Monday, 16 February 2015

CAPITAL QUEEN: Heneka Watkis-Porter goes for the gold on NCB's reality show Capital Quest

SHOP GIRL: "Every time I finish a project I become a stronger leader," reflects the entrepreneur, photographed at Patwa Apparel, Devon House.

Any conversation about the most relentlessly achieving young female entrepreneurs in Jamaica must include Heneka Watkis-Porter, that highly self-motivated go-getter who embodies the unbridled TALLAWAH spirit. With an impressive track record that comprises such successes as the casuo-sporty clothing line Patwa Apparel, a range of recipe-ready condiments, two radio shows, and a motivational book released in 2014, the thirty-plus businesswoman is the kind of trailblazer who diligently pursues whatever she sets her mind to and usually comes out on top. 

So we were not at all surprised to see her working the spotlight and the camera angles on the new reality show NCB's Capital Quest, as one of seven entrepreneurs vying for a $50 million equity investment to catapult their businesses to the next level. With only five episodes remaining, Watkis-Porter gives TALLAWAH readers a first-hand account of the competition, what she's taking away from the overall experience, and the art of balancing commerce and creativity. 

TALLAWAH: You guys seem to be having so much fun on the show. What's the experience been like for you? 
Heneka Watkis-Porter: The experience has been very challenging. In terms of the time, the production hours are long hours. At the same time, the atmosphere is very competitive. I mean, I am up against some truly formidable challengers; all of them with great businesses. It's like the creme de la creme in local entrepreneurship. We all have our unique stories and humble beginnings, and, in spite of the individual differences, one thing we all have in common is that drive to succeed. We are all really motivated to do the best for ourselves and our family and make the country proud. 

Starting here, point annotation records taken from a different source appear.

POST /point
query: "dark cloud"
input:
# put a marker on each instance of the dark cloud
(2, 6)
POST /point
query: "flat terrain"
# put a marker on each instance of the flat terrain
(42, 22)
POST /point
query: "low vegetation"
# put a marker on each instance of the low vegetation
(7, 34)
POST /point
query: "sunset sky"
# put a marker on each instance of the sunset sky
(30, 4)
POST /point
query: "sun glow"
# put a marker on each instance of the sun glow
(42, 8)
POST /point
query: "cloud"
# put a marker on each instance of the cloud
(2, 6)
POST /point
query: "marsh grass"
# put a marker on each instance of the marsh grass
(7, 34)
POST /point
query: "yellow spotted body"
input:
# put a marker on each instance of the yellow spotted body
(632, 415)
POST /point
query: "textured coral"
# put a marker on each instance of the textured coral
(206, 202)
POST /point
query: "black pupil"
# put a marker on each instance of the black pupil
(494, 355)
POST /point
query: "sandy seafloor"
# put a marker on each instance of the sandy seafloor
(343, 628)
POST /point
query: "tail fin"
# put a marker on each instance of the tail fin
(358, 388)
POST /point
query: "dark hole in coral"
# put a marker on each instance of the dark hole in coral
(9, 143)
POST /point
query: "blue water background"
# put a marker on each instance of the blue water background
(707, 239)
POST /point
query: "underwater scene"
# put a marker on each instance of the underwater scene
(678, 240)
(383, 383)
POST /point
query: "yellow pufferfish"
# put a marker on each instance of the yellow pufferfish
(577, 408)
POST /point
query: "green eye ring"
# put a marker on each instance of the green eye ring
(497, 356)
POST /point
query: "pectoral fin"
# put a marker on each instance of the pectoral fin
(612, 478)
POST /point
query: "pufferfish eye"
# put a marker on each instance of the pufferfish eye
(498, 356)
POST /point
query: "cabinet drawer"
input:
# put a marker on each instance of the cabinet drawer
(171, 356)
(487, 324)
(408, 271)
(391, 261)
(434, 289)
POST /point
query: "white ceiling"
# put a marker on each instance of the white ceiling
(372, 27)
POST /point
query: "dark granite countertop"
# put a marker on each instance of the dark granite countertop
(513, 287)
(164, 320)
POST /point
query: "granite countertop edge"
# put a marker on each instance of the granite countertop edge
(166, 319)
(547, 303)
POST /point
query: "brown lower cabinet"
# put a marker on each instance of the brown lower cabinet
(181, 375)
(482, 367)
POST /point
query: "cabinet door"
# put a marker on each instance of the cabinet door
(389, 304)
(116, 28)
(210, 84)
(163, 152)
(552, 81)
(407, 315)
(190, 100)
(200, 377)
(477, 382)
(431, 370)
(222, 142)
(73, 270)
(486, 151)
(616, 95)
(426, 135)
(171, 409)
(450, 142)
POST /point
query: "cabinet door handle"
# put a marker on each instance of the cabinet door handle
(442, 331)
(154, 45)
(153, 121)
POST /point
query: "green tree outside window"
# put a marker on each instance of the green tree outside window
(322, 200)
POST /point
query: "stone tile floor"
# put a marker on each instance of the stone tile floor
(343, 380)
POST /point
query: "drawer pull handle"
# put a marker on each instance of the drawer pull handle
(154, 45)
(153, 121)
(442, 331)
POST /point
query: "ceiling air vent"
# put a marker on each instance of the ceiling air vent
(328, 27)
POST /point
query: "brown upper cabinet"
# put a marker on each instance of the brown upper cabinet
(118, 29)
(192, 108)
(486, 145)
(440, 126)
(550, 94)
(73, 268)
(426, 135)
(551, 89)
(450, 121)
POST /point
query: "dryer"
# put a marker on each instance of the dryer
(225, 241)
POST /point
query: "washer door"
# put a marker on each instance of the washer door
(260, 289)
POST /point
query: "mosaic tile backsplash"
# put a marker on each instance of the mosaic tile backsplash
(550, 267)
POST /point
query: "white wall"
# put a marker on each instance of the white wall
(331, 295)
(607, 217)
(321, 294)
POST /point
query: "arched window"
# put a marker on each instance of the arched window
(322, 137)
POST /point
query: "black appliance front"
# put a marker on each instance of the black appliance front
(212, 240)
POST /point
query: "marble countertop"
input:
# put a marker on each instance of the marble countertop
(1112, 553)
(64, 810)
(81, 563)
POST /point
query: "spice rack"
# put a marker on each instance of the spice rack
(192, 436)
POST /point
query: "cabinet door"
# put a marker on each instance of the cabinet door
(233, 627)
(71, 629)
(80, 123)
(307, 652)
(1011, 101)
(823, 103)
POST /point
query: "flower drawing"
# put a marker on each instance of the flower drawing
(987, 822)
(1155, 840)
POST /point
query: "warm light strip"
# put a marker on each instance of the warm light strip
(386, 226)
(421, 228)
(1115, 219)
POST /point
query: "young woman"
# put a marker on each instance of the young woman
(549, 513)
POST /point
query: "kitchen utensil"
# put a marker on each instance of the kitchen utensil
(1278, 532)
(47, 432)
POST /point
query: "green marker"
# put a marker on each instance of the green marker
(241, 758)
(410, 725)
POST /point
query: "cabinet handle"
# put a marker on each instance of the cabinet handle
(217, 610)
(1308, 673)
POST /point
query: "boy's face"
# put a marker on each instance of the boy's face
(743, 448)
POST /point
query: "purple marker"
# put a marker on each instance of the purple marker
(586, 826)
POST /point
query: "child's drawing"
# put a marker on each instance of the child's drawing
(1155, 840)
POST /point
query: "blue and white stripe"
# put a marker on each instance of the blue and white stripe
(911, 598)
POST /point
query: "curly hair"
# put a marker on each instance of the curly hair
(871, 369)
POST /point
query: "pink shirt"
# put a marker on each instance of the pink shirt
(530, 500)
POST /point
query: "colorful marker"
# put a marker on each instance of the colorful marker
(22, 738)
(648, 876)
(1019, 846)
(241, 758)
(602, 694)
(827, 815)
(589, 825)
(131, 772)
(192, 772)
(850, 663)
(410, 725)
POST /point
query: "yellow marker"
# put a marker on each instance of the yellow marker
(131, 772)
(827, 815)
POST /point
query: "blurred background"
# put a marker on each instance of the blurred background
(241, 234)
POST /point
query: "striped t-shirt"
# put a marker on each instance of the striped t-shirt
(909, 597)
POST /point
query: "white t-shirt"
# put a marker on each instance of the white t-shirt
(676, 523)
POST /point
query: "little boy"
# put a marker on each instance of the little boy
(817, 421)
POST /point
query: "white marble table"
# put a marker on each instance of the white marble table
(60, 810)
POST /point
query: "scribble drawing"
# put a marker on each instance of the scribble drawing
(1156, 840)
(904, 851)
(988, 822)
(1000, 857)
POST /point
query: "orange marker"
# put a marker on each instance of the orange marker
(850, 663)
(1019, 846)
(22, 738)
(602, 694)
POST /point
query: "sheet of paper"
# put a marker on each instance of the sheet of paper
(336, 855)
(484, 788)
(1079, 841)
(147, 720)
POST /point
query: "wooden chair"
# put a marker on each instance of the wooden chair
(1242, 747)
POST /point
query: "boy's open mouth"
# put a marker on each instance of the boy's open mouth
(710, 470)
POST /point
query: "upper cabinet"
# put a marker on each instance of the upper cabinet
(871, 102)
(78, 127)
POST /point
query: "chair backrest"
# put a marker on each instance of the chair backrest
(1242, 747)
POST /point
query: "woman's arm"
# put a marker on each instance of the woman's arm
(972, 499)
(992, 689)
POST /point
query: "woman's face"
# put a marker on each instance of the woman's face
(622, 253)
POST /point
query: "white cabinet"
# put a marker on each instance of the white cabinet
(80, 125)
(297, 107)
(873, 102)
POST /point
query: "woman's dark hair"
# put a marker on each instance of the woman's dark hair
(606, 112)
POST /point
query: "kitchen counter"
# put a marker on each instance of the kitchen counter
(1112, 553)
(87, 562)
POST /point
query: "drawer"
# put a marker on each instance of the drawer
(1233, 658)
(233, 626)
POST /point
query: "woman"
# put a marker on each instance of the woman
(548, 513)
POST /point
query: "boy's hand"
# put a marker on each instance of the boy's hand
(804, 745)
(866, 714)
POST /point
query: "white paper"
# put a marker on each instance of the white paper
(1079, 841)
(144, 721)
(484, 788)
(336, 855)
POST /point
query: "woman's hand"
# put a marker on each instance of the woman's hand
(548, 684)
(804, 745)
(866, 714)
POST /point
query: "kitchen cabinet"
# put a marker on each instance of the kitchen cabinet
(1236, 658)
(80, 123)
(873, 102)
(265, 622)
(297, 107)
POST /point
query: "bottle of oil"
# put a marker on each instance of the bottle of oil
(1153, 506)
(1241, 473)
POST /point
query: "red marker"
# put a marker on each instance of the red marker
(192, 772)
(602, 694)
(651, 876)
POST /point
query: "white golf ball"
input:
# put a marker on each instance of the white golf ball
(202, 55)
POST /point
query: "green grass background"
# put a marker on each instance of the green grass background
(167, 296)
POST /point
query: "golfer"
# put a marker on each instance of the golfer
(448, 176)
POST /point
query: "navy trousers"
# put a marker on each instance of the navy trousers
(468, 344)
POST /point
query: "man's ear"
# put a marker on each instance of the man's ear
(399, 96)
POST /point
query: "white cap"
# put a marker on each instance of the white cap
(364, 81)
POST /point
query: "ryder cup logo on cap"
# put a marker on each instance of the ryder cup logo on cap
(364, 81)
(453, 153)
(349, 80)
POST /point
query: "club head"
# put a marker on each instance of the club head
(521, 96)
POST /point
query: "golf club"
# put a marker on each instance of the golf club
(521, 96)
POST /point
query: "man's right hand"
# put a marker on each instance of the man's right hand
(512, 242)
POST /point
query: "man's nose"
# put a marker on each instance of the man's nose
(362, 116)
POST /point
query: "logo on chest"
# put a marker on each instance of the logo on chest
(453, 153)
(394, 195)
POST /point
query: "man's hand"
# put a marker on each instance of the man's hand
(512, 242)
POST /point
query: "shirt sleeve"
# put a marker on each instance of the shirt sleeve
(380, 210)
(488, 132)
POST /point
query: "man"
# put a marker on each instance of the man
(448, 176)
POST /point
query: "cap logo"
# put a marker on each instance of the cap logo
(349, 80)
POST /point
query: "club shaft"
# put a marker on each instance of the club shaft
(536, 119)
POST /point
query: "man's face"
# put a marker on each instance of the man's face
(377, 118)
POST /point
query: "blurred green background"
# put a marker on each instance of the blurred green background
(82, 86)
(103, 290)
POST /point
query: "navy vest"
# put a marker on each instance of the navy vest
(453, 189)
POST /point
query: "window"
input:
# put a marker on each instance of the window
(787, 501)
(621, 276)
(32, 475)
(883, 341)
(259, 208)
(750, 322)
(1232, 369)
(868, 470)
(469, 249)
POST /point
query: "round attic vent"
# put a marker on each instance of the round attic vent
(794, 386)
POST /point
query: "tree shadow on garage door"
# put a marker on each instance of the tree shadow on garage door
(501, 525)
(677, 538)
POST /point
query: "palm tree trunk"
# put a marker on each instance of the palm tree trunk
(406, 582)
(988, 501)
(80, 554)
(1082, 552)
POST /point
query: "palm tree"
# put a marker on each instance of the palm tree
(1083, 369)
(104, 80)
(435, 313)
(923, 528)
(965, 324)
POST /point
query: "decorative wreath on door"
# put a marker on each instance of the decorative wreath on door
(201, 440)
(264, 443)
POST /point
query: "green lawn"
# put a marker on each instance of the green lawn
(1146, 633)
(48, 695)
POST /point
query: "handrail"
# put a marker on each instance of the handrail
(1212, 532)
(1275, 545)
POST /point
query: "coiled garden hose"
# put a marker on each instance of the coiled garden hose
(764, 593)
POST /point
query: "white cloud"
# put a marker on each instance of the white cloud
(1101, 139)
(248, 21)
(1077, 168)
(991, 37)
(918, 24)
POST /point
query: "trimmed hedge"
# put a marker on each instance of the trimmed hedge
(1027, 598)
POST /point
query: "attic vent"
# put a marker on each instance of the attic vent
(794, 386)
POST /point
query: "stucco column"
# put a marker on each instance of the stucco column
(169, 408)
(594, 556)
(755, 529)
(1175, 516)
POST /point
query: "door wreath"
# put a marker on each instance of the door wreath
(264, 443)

TALLAWAH: Indeed. In the end though, what do you ultimately plan on taking away from the show? 
H.W.P.: Let's just say it's anybody's game right now, but for me in particular, what I'm taking away is the camaraderie that has come with participating on the show. On the production set we spend so much time getting to know each other while working together because we all know we want to build something solid. We have each other's backs. 

TALLAWAH: Sounds like you're all playing nice. Any behind-the-scenes drama to report? 
H.W.P.: Nothing outrageous (Laughs). A lot of the talk behind the scenes is more abut being a strong leader, being creative, strategizing and effective marketing. And from my experience, even before the show, every time I finish a project I become a stronger leader. 

TALLAWAH: How do you feel about the whole reality show element? 
H.W.P.: I love it! For me, it's a cross between Celebrity Apprentice and Shark Tank, and I really love both shows. So when I heard about this show being in the works and coming to local TV, I knew it was something I'd want to be a part of. 

TALLAWAH: Local stations, the cable channels included, have been ratcheting up their efforts when it comes to delivering quality local programming to cater to that growing demand. Do you agree? 
H.W.P.: Yes. I am an avid fan of local TV; I love to see a good local programme. I think TV J in particular is getting it right. Yes, we Jamaicans have an appetite for foreign shows, but you see where they are pushing for us to maintain that taste for good local programming. But more support is needed, especially from corporate Jamaica. 

TALLAWAH: Let's talk money. Should you walk away with that cool $50 mil, what are your spending plans? 
H.W.P.: Certainly if I win that kind of investment, the first thing I'd do for the business is step up the marketing arrangements and start expanding across territories regionally and internationally. But the truth is we are all winners by simply being able to take part in a competition like this. It's a life-changing opportunity. 

TALLAWAH: Within the last decade or so you've accomplished remarkable things in terms of making your mark as a serious businesswoman - in the areas of fashion, literature and the culinary arts. How do you plan on diversifying further as you take Brand Heneka into another decade? 
H.W.P.: What we're looking at is a new line and working on a new website for In terms of the shirts, we have a few new designs promoting right now. We put funny patois expressions of the shirts along with the interpretations in English because the aim is to put a smile on people's faces wherever in the world they are. Part of our marketing strategy has to do with the fact that you may not know patois, but there is something about Jamaica that resonates with you. We also plan to forge relationships with people in the music industry and so on. I've learnt that with business you have to be patient and willing to put in that time and financial investment. But I think I'm doing a good job in terms of creating an awareness and getting some solid results.